Attainment of foundational literacy and numeracy is the ability of a class 3 child to read and comprehend basic text, and to carry out some basic arithmetic operations with Indian numerals. The ASER India 2022 report states that only 10.2 per cent of Class 3 children from government and private schools could read a Class 2-level text in 2018; this dropped further to 4.8 per cent in 2022. Tamil Nadu was among the States with the lowest reading levels. Arithmetic levels are equally poor, with only 10 per cent of children in class 3 being able to perform subtraction. Research indicates that if a child is unable to achieve grade-level competency by the end of class 3, the learning gap will only further deepen, perpetuating inequity and economic loss.

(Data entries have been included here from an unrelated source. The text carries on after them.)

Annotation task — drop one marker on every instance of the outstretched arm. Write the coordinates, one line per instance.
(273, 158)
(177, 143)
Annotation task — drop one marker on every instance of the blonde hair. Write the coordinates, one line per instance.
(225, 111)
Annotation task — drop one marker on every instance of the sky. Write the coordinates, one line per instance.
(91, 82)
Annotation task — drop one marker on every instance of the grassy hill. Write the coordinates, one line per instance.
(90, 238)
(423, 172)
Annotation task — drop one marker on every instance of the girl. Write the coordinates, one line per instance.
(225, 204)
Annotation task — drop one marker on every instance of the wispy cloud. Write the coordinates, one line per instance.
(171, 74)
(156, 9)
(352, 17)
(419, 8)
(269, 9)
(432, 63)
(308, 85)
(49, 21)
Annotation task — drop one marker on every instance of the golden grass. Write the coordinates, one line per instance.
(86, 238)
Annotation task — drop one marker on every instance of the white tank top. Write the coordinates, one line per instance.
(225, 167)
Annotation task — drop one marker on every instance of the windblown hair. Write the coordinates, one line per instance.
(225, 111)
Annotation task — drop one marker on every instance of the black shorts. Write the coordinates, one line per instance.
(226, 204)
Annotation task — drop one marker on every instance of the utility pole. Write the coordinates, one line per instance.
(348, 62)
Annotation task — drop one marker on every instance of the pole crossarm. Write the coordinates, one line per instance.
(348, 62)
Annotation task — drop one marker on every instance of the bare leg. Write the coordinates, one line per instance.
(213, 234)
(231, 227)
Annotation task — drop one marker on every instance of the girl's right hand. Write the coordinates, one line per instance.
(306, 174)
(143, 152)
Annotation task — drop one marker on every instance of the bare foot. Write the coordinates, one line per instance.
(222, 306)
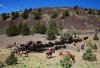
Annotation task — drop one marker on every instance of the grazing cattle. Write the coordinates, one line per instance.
(68, 54)
(49, 52)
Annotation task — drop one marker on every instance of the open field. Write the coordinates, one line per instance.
(38, 60)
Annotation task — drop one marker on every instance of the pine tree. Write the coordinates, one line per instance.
(12, 59)
(11, 30)
(25, 30)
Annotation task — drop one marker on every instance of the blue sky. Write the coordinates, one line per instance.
(16, 5)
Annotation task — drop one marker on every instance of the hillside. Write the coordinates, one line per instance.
(78, 18)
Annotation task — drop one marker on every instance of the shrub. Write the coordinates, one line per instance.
(66, 62)
(95, 37)
(11, 30)
(12, 59)
(89, 56)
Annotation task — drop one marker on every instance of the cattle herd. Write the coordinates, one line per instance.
(38, 46)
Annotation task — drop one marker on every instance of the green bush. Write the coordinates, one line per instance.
(12, 59)
(95, 37)
(66, 62)
(89, 56)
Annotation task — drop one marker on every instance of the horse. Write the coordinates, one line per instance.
(68, 54)
(49, 53)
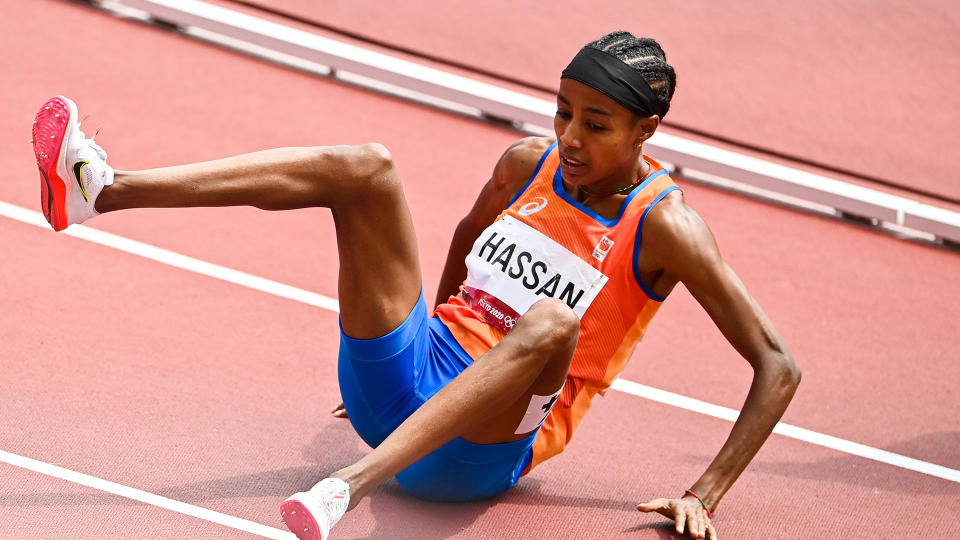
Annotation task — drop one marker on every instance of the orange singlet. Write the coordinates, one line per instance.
(547, 244)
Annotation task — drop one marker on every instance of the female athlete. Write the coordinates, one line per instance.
(551, 279)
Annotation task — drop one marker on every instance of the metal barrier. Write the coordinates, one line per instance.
(358, 65)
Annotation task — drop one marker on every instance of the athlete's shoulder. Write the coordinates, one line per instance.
(675, 234)
(519, 162)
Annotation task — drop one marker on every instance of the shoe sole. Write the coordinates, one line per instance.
(55, 119)
(299, 520)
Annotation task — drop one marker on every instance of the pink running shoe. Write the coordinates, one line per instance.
(73, 169)
(311, 515)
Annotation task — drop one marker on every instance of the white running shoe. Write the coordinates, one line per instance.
(310, 515)
(73, 169)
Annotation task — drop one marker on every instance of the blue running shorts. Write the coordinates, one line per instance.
(383, 380)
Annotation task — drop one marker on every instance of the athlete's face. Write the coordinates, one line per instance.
(599, 140)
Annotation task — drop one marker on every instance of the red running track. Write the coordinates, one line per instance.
(216, 395)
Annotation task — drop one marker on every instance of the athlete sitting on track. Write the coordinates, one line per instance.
(551, 279)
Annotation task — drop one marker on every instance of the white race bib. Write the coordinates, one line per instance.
(512, 266)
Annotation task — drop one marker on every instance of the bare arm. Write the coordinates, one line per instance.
(683, 246)
(511, 173)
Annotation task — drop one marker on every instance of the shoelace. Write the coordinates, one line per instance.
(91, 142)
(335, 501)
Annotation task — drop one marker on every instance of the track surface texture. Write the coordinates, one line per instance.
(179, 384)
(865, 86)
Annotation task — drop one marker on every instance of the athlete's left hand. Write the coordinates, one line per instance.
(688, 514)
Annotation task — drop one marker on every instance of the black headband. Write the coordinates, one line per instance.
(609, 75)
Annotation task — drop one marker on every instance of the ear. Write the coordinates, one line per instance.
(646, 127)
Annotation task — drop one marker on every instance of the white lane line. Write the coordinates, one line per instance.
(787, 430)
(144, 496)
(175, 259)
(318, 300)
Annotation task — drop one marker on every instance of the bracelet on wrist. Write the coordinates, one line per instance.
(697, 497)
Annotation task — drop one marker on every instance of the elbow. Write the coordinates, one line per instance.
(788, 373)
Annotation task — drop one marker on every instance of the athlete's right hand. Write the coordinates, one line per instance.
(686, 512)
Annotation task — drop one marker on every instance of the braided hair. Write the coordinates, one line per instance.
(645, 56)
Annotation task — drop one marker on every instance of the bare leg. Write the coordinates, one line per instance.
(378, 284)
(485, 403)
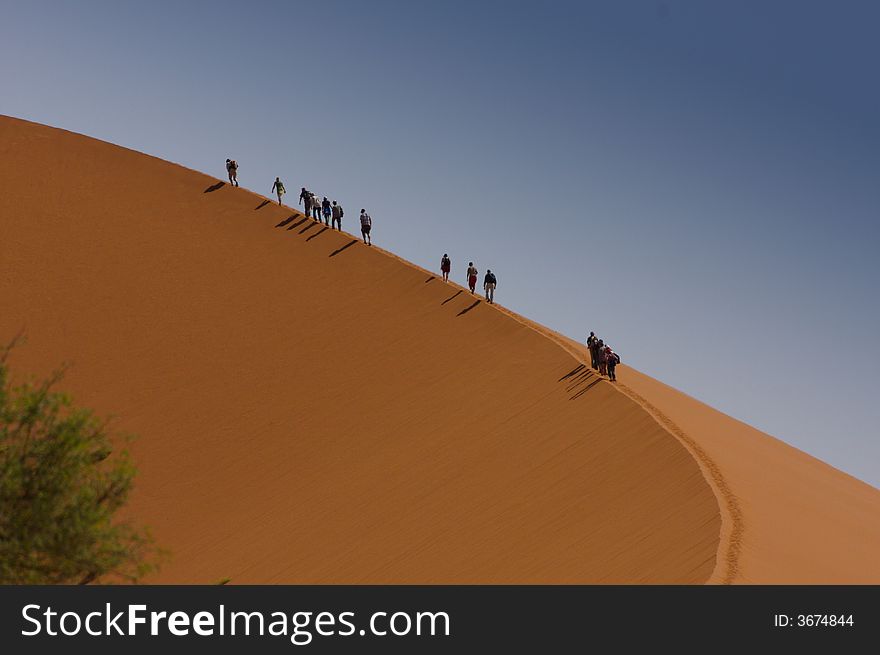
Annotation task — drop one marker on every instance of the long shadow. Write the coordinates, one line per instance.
(586, 389)
(574, 372)
(317, 234)
(453, 296)
(579, 380)
(346, 246)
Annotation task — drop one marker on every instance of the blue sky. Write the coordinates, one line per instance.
(695, 181)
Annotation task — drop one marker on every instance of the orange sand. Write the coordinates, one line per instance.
(311, 410)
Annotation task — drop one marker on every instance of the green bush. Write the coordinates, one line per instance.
(60, 485)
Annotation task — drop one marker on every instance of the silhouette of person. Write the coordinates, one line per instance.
(279, 187)
(445, 266)
(337, 214)
(472, 276)
(325, 209)
(612, 359)
(489, 283)
(366, 226)
(316, 208)
(232, 170)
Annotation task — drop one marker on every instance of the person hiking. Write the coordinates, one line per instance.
(316, 208)
(592, 343)
(325, 209)
(366, 226)
(489, 283)
(305, 199)
(472, 276)
(612, 359)
(336, 213)
(232, 170)
(445, 267)
(279, 187)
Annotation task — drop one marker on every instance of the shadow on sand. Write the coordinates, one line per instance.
(452, 297)
(467, 309)
(346, 246)
(317, 234)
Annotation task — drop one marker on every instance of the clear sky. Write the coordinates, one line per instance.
(695, 181)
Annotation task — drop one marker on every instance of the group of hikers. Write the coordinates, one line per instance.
(331, 212)
(602, 358)
(313, 205)
(489, 281)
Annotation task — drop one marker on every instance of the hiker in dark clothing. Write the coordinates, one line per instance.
(336, 214)
(612, 359)
(472, 276)
(232, 170)
(305, 199)
(592, 344)
(325, 209)
(279, 187)
(489, 283)
(445, 267)
(366, 227)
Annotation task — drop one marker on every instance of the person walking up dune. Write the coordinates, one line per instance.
(445, 266)
(232, 170)
(612, 359)
(337, 214)
(305, 199)
(592, 343)
(278, 187)
(366, 227)
(489, 283)
(325, 209)
(472, 276)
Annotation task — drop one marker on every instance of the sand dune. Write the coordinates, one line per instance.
(311, 410)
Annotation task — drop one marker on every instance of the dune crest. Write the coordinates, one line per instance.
(315, 411)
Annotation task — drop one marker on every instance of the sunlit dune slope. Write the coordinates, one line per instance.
(311, 410)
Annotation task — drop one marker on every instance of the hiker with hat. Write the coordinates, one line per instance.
(279, 187)
(489, 283)
(445, 266)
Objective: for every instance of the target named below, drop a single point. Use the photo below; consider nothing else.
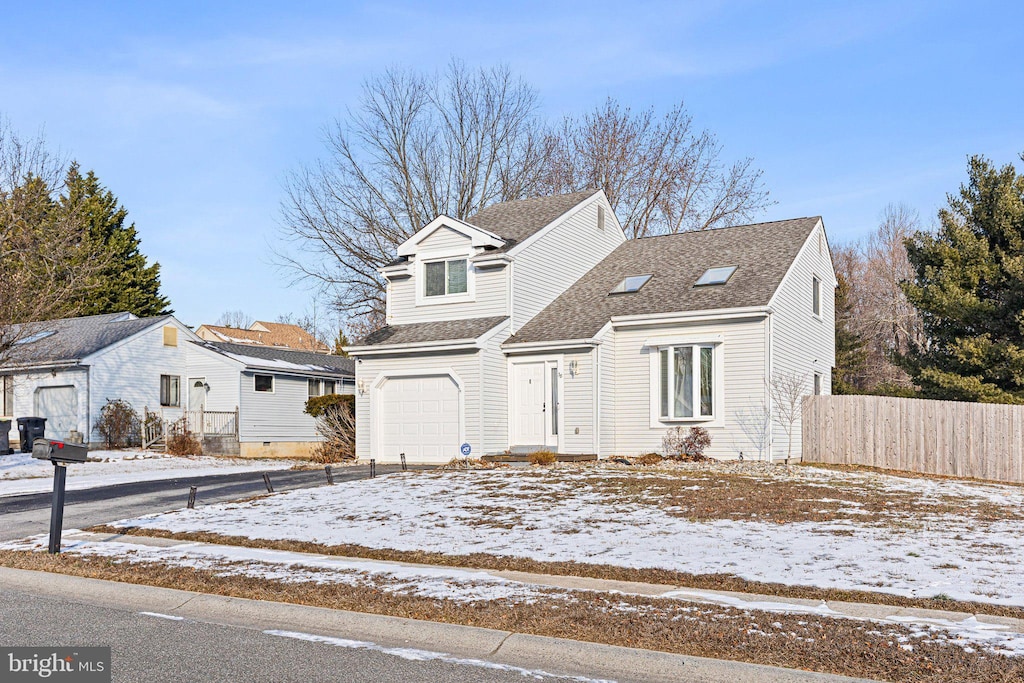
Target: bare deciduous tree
(787, 391)
(416, 146)
(46, 264)
(236, 318)
(660, 175)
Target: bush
(184, 443)
(542, 458)
(336, 423)
(119, 424)
(317, 406)
(689, 445)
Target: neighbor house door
(536, 403)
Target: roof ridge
(723, 227)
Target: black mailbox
(58, 452)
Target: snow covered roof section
(285, 360)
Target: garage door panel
(420, 418)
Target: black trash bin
(29, 429)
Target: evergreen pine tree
(969, 287)
(128, 283)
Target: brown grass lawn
(839, 646)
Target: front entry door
(536, 403)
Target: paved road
(154, 649)
(30, 514)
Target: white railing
(160, 426)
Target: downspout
(768, 379)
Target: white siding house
(537, 325)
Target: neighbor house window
(686, 378)
(170, 390)
(443, 278)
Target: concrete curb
(555, 655)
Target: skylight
(36, 337)
(631, 284)
(718, 275)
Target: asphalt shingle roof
(416, 333)
(517, 220)
(76, 338)
(762, 252)
(280, 359)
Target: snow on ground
(561, 516)
(469, 586)
(20, 473)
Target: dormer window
(444, 278)
(631, 284)
(719, 275)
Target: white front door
(59, 407)
(197, 393)
(420, 417)
(536, 403)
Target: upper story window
(816, 295)
(444, 278)
(686, 382)
(631, 284)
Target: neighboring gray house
(243, 398)
(537, 325)
(269, 387)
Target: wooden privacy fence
(979, 440)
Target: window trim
(170, 382)
(716, 419)
(421, 279)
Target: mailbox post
(59, 454)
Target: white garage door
(420, 418)
(59, 407)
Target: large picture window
(686, 380)
(444, 278)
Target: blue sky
(194, 113)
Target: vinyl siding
(489, 286)
(742, 358)
(466, 366)
(551, 264)
(494, 401)
(130, 371)
(223, 376)
(802, 342)
(578, 403)
(278, 416)
(606, 401)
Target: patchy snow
(416, 654)
(469, 586)
(20, 473)
(563, 517)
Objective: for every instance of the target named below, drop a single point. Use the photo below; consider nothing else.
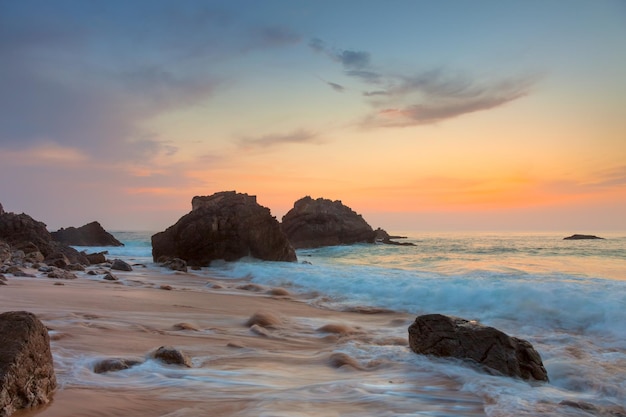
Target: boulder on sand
(91, 234)
(225, 225)
(27, 376)
(444, 336)
(322, 222)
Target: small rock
(172, 356)
(120, 265)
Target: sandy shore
(295, 359)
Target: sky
(419, 115)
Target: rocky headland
(320, 222)
(226, 225)
(91, 234)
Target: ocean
(567, 297)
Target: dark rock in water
(91, 234)
(27, 376)
(5, 252)
(384, 237)
(321, 222)
(113, 365)
(227, 226)
(172, 356)
(96, 258)
(24, 233)
(175, 264)
(120, 265)
(444, 336)
(581, 237)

With more than a decade of experience in the development sector, Merlia Shaukath, a passionate advocate for equity in education, founded Madhi Foundation along with Vijaylakshmi Mohan and Srivathsan Ramaswamy in response to this mounting crisis and out of wanting to ensure that policy and implementation goes hand in hand while ensuring equity. Starting with just 3 schools and a 5-member team, Madhi Foundation has now grown to become the Chief Management Partner of the Department of School Education, Tamil Nadu, for implementing the Ennum Ezhuthum Mission over the next 5 years across all the 37,000 primary schools in the state.
Madhi’s work
Over the years, the organisation has worked across Tamil Nadu alongside multiple government departments to implement holistic and multi-pronged educational interventions in primary school classrooms. Guided by a vision to put ‘foundational learning first, so that every child can thrive’, Madhi is focused on ensuring meaningful primary education for all by transforming classroom learning and systemic administrative processes. The team has been able to learn from years of experimentation and growth to develop complex interventions that are tailored to the unique contexts of Tamil Nadu’s government schools. With the integration of technology and contextually scalable models in its programme design, Madhi has been able to scale its reach from 15 schools in 2016 and 2,000 schools in 2018 to 37,000 schools and 3 lakh children today.
At the crux of Madhi’s model to effect change is the idea of systemic transformation and partnership with the government. Hence, the focus right from the beginning was to partner with the Government. Dynamic officers like Pooja Kulkarni, Nanth Kumar and Pradeep Yadav provided all possible support. Recognising that student learning outcomes cannot be improved by changing merely the curriculum or teacher training alone, Madhi’s programme design aims to tackle the foundational learning crisis through a 6T approach — by integrating interventions across teaching-learning materials, training, tracking of data, tutoring at home and targeted advocacy efforts all the while leveraging technology. This holistic approach necessitates a public-private partnership that allows not only scale in reach but also depth in the transformation made.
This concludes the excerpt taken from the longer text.